But that is still nowhere near as many goals or assists as the nifty winger has weighed in with, or close to the number of man of the match awards he has earned as a consequence.
Which is why the club keep revising his contract, extending the length of time they have a say in where he is playing his football and ensuring he continues to feel as valued as he undoubtedly is by his bosses.
The latest negotiations have stretched his association with the Leith side to at least 2024 and, crucially, erased the clause that could have seen clubs outside Scotland trigger a buy-out clause for just £500,000. Given his value to the team that would have been a sore one to take.
He may one day opt for a change of scene but, over the next three years, that will only happen with the club’s permission.
Not that Boyle envisages a day when he will want to move on. Not when the club’s ambitions and his own continue to align and not when he is so happy to turn up at work every day.

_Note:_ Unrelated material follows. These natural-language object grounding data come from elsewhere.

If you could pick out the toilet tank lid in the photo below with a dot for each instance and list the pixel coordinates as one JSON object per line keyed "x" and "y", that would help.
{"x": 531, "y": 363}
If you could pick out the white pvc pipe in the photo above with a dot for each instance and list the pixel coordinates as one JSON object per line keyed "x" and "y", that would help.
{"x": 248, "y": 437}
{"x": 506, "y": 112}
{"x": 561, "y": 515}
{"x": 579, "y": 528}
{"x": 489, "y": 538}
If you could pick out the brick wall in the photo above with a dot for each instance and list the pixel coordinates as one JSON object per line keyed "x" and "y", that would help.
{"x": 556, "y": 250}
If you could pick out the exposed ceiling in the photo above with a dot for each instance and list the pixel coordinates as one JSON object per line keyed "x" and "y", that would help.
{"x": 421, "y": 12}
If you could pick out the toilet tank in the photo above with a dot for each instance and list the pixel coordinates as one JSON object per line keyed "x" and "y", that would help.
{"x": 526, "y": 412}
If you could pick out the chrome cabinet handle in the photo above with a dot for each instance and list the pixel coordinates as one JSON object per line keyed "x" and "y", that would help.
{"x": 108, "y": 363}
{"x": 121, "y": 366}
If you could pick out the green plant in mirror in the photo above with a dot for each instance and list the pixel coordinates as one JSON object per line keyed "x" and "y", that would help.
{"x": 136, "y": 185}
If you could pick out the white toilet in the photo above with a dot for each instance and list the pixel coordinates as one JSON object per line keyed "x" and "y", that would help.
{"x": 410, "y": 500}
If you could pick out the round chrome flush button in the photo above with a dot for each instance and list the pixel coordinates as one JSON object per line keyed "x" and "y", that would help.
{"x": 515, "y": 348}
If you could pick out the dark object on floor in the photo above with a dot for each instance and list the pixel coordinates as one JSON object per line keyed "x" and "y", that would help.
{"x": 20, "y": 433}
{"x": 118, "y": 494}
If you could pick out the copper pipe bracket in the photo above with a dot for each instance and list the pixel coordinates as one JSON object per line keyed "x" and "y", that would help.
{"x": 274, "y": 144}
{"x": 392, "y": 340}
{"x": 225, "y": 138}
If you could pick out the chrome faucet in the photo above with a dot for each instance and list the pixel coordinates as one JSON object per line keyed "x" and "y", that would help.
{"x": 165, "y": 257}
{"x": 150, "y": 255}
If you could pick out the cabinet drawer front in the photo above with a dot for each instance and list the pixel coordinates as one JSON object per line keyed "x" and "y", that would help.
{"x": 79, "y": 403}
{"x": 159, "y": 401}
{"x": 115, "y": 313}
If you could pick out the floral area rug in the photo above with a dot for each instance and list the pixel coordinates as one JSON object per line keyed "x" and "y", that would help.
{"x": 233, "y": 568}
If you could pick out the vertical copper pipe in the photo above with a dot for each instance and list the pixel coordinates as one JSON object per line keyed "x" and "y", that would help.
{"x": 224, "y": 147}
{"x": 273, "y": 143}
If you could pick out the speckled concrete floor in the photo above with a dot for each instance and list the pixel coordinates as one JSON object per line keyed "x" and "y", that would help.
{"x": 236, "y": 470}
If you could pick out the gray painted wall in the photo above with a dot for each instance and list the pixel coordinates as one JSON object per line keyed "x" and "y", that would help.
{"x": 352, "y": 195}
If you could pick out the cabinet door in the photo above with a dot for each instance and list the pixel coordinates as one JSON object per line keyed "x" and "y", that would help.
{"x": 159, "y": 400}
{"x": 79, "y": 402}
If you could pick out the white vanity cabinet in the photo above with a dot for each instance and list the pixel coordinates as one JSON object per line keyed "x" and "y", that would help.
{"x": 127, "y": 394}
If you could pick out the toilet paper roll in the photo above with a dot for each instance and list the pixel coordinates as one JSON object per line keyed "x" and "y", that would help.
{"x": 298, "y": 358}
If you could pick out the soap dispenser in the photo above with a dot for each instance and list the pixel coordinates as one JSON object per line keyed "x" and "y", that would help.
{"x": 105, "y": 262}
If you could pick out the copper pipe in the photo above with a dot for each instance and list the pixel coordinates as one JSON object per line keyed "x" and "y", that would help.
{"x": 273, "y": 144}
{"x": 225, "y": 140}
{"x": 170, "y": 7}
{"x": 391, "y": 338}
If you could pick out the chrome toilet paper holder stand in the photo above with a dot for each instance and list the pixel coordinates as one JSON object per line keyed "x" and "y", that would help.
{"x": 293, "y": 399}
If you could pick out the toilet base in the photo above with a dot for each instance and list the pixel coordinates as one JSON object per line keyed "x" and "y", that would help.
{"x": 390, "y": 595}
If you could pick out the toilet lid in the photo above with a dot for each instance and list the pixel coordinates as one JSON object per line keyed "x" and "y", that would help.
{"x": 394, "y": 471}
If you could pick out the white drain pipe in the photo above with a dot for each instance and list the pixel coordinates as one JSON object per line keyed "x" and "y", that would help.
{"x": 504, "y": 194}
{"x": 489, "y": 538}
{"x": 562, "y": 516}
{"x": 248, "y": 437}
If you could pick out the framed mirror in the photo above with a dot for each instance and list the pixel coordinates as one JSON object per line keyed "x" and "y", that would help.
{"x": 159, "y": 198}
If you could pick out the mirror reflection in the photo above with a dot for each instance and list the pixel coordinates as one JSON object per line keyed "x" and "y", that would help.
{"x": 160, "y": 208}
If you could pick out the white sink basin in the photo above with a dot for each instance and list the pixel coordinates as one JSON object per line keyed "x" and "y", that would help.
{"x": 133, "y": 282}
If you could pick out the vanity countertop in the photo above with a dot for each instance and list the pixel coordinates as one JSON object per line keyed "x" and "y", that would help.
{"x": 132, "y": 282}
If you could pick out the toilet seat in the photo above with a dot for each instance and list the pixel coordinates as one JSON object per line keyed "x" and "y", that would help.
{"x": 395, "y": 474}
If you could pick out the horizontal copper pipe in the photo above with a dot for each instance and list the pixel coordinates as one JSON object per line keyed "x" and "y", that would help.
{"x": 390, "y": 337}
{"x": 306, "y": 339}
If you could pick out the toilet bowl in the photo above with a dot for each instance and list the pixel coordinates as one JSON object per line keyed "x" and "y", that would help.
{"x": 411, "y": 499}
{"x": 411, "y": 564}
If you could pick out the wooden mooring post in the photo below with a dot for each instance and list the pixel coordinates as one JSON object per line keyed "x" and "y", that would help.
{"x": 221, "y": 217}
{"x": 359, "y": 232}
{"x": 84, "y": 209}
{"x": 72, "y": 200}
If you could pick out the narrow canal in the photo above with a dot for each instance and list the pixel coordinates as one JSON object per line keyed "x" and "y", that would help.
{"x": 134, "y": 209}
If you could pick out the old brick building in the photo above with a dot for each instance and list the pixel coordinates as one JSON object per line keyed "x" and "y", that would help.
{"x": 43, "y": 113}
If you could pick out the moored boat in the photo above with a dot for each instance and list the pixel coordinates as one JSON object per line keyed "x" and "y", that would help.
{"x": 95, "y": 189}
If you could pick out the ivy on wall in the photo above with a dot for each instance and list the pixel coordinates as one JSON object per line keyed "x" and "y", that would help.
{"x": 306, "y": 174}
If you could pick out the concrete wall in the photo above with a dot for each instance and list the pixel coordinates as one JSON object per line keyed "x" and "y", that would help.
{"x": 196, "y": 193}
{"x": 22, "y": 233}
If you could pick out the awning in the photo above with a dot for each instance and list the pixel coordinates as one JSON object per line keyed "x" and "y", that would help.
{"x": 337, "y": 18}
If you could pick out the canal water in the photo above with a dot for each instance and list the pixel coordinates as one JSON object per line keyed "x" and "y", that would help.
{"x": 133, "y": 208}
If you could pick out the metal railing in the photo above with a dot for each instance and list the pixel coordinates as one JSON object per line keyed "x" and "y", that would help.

While some are never done chasing something bigger and better, Boyle is a more contented figure. And having worked so hard to get to the stage where he is one of manager Jack Ross’ first picks for every game, and reached a level where he is not only being selected for Australia but, as one of those shortlisted for Socceroo of the year, is also looking ahead to next year’s World Cup in Qatar with well-merited excitement, he knows that the grass is not always greener.
“It's a bit surreal all that's happening. It doesn't seem that long ago I was playing for Montrose and doing normal jobs.
“The transition has been big and if you'd told me back then I'd potentially be going to the World Cup and playing for such a big club I'd have said you were lying.
“But it's been tremendous and I don't want it to stop.
"The World Cup is a big aim but I need to be doing well for Hibs to be in contention. I need to keep my head down and hopefully make an impact.”
With 15 goals and 13 assists at club level last season, he made his mark. It was his best ever return since turning professional and was a result of his own hard work and that of the coaching staff, including Ross and his assistant manager – the mischievous and boisterous Boyle’s partner in crime around the training ground.
“There’s trust. They give you a sense of freedom around the place and freedom on the pitch.
“I can’t put my finger on it but it just seems to work and it’s been great.
‘I’ve never been happier in football and I’ve got a great relationship with Pottsy. It’s mayhem at times and the gaffer has to avoid us sometimes but it’s the way it works at the moment and it’s working well.”
From Montrose to Dundee, there were growing signs of potential but it is at Hibs that Boyle has blossomed, adding to his game each season and maturing as a player, even if he has retained a childlike playfulness which is still a (mostly) welcome mood enhancer around the ground.
Knowing how far he has come, negotiating some tough jobs, even tougher injuries and the uncertainty served up by managerial changes has forced him to prove himself again and again.
“Everyone has different career paths. Some people start at the top level and work their way down but I started at the bottom and worked my way up, season by season. That’s the way it has worked out for me and I’m thankful. If there is anyone down there thinking of giving up I’d advise them not to because you never know what lies around the corner.
“It was great playing for Montrose. I was 16 or 17 years old going into a big boy dressing room and that was an eye-opener.
“I got work through an agency, where every week I did something different. I helped build Donald Trump’s golf course, doing all the sand dunes and digging out the weeds and all that. So, thanks to him.
“Then I would be unloading boxes off the back of a lorry and putting them into vans. I was doing a lot of stuff like that. Every week was different. It was mayhem then I left work to go to training at night but I had young legs so I could run round them all. It was great.
“So I know I’m in a privileged position now where I come into my work every day with a smile on my face. All I wanted to do when I was a little boy was be a professional footballer and thankfully I have done that.”
He now has a contract that should allow him to do that until he is at least 31 and as one of the elder statesmen in the dressing room, he recognises the extra responsibility, discussing an unofficial mentor role, talking about getting his coaching badges and even calming down.
“Maybe I should just become a boring guy now.”
That seems far-fetched. The only monotonous thing about him is his growing consistency to deliver come match day.
“Hopefully I didn’t peak last season. I’ve got off to a great start this season with five goals in seven games, which is great but I’d like to add more. I want to create more and I want to be a winner here. Everyone’s buying into what the manager is building and we are feeling really ambitious right now. It’s great.”